In the food industry, pullulanases are used in the brewing process and starch hydrolysis together with β-amylases in order to produce a starch syrup that is high in maltose content (Belitz & Grosch, 1999). Pullanase is used as a detergent in biotechnology.
The wide application has encouraged studies on pullulanase from various microorganisms isolated from different location. Medium development is one of the important aspects to enhance pullulanase production. The culture condition and medium composition will greatly influence the pullulanase production and also the production cost. For the industrial purpose, high pullulanase production but involving lower cost is an important aspect to be considered in production studies.

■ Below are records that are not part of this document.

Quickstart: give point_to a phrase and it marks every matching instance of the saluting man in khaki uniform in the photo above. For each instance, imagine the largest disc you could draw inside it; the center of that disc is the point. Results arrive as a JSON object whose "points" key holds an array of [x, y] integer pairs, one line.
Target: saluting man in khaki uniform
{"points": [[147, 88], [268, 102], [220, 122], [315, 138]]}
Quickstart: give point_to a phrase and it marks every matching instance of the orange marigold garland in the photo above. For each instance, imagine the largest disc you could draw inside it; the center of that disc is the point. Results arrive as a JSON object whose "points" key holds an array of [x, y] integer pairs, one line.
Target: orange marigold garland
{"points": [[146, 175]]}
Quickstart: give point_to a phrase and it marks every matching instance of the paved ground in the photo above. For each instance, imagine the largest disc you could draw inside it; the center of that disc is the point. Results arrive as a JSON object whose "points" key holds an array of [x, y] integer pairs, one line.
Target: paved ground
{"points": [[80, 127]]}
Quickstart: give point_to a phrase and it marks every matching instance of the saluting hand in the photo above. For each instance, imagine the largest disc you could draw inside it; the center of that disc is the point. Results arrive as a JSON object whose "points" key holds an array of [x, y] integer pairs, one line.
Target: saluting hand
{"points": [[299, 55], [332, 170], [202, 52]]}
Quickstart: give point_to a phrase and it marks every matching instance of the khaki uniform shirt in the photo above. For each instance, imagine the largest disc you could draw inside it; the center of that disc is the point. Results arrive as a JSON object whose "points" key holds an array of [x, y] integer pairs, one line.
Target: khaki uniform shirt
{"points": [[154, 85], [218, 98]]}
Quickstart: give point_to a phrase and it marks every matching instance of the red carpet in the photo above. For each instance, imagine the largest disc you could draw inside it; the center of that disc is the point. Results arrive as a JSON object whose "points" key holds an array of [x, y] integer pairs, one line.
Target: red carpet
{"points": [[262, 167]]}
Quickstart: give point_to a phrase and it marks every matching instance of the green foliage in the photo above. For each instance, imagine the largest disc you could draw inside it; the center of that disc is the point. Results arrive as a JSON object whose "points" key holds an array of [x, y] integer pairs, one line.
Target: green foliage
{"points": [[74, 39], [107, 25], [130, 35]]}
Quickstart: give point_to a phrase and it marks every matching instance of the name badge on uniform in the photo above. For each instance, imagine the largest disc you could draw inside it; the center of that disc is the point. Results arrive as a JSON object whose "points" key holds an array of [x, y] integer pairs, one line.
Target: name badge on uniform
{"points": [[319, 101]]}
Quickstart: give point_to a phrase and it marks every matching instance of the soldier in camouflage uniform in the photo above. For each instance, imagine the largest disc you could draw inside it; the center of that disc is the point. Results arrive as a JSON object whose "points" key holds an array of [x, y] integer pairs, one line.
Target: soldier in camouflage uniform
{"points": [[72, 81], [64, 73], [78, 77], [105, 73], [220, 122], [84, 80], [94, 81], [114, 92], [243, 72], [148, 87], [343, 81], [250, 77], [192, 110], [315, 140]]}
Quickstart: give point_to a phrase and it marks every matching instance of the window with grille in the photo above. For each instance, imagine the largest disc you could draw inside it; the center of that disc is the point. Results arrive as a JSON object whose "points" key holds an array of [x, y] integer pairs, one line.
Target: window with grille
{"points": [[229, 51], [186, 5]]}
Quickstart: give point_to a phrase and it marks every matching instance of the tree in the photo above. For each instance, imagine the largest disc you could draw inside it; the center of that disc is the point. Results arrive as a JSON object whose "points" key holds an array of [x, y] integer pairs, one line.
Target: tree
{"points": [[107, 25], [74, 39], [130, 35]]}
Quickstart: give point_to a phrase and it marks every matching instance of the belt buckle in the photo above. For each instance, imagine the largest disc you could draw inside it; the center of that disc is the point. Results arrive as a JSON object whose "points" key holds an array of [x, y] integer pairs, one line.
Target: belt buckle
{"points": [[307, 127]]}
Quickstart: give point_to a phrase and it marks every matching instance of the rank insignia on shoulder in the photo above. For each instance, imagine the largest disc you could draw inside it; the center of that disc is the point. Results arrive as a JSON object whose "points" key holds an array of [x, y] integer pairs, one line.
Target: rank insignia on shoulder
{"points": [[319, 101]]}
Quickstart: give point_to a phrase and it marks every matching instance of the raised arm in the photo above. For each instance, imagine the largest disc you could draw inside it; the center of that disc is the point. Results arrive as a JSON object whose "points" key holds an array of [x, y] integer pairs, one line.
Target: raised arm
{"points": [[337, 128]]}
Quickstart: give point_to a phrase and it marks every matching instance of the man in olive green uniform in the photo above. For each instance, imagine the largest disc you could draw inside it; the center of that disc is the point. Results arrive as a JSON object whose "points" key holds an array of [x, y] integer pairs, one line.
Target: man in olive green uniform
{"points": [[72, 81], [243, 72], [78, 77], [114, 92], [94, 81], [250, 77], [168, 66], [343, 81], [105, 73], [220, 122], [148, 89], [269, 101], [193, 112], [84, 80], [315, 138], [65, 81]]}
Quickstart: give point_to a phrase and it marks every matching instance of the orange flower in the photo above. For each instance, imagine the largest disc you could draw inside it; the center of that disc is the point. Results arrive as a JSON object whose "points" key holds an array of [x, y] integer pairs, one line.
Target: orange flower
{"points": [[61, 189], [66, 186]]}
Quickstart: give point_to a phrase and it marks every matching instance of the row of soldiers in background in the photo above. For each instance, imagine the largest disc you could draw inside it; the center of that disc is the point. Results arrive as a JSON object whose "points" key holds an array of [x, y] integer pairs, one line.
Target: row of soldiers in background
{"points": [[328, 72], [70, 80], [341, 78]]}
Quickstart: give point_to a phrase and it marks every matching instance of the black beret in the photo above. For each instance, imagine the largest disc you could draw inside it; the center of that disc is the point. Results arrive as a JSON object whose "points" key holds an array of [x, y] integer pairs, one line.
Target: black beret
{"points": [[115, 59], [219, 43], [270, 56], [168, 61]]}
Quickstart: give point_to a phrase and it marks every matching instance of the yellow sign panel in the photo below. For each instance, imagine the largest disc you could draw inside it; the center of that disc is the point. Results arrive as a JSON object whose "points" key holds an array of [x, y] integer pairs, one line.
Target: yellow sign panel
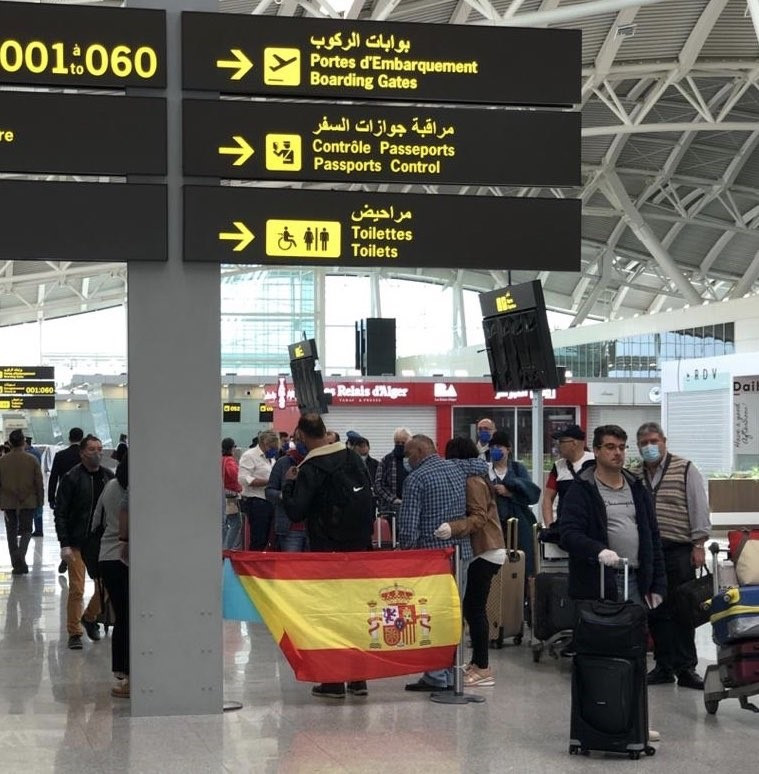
{"points": [[303, 238], [505, 303], [284, 152], [282, 66]]}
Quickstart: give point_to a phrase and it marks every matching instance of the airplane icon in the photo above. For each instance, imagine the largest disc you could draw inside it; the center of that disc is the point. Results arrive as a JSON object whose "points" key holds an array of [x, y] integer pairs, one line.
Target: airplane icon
{"points": [[282, 62], [282, 66]]}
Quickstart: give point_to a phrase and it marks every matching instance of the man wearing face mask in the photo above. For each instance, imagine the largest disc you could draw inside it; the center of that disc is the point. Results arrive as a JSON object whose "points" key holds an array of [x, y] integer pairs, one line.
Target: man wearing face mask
{"points": [[255, 468], [682, 512], [75, 500], [392, 470], [291, 535], [485, 430]]}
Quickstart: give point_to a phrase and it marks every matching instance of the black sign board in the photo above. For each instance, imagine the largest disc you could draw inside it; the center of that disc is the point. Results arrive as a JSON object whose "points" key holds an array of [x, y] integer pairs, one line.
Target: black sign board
{"points": [[270, 56], [517, 338], [231, 412], [349, 143], [82, 221], [19, 373], [23, 402], [27, 388], [328, 228], [74, 133], [73, 45]]}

Besides, the studies using molecular biology techniques may also improve the pullulanase enzyme and the production. The molecular studies also provided better hunderstanding on the reaction mechanism.
Malle, D., T. Itoh, et al. (2006). "Overexpression, purification and preliminary X-ray analysis of pullulanase from Bacillus subtilis strain 168." Acta Crystallographica Section F 62(4): 381-384.
Mikami, B., H. Iwamoto, et al. (2006). "Crystal Structure of Pullulanase: Evidence for Parallel Binding of Oligosaccharides in the Active Site." Journal of Molecular Biology 359(3): 690-707.
Wallenfels, K., H. Bender, et al. (1966). "Pullulanase from aerobacter aerogenes; production in a cell-bound state. Purification and properties of the enzyme." Biochemical and Biophysical Research Communications 22(3): 254-261.